The austerity measures proposed by Temer would raise the minimum age to retire and collect pension to 65 years. While international organizations such as the International Monetary Fund (IMF) have supported Temer's neoliberal policies as being conducive to economic growth, the policies have been widely protested and condemned as harmful to the interests of the poor and working classes.

The proposal also comes in the midst of a massive wave of layoffs. Unemployment has reached a record high of 13.6%, or 14 million Brazilians without jobs.

In late April, over 35 million Brazilians participated in a general strike called by CUT to protest the economic austerity of Temer.

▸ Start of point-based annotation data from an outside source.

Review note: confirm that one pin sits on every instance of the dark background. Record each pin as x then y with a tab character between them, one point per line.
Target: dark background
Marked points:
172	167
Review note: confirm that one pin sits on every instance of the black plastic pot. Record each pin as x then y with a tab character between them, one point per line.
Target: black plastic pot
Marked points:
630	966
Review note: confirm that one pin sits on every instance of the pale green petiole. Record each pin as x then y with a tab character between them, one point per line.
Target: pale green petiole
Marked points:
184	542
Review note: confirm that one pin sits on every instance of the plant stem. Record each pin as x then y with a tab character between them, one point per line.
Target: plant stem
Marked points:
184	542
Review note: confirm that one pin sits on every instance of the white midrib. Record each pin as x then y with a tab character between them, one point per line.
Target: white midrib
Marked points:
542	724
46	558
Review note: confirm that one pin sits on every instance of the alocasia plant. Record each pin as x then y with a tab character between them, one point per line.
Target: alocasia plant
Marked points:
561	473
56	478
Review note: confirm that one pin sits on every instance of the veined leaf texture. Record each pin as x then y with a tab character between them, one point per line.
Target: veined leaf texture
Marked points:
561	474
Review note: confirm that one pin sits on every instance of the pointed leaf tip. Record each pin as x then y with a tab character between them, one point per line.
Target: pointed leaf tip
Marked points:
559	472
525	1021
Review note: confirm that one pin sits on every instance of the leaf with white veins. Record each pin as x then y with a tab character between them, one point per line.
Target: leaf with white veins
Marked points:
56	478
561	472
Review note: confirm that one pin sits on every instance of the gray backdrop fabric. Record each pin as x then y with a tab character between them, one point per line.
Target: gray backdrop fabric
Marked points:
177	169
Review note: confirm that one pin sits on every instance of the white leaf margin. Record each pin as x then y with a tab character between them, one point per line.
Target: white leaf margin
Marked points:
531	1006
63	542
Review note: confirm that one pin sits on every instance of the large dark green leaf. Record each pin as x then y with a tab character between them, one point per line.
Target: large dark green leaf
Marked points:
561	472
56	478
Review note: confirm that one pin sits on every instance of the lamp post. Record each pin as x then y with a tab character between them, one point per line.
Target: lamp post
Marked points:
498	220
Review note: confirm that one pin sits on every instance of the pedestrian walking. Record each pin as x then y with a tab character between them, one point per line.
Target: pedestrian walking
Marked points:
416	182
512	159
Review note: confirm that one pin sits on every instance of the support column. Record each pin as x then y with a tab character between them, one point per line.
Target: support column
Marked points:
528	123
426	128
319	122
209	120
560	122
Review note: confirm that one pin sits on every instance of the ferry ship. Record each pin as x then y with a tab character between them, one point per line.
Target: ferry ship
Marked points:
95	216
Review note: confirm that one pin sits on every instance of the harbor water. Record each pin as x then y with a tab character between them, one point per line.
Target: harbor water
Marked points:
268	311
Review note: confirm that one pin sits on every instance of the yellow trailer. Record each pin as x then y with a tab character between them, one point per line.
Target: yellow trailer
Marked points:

In the midst of the growing discontent directed at neoliberal policy proposals, new waves of protests against the unelected leader, who only took power after what some call a parliamentary coup to remove former President Dilma Rousseff, began after recorded evidence showed Temer approving bribes.

In one of the audio tapes, the Temer can be heard giving authorization to former JBS executive Joesley Batista to pay US$637,000 to purchase the silence of Eduardo Cunha, the former president of the Chamber of Deputies regarding a corruption scandal.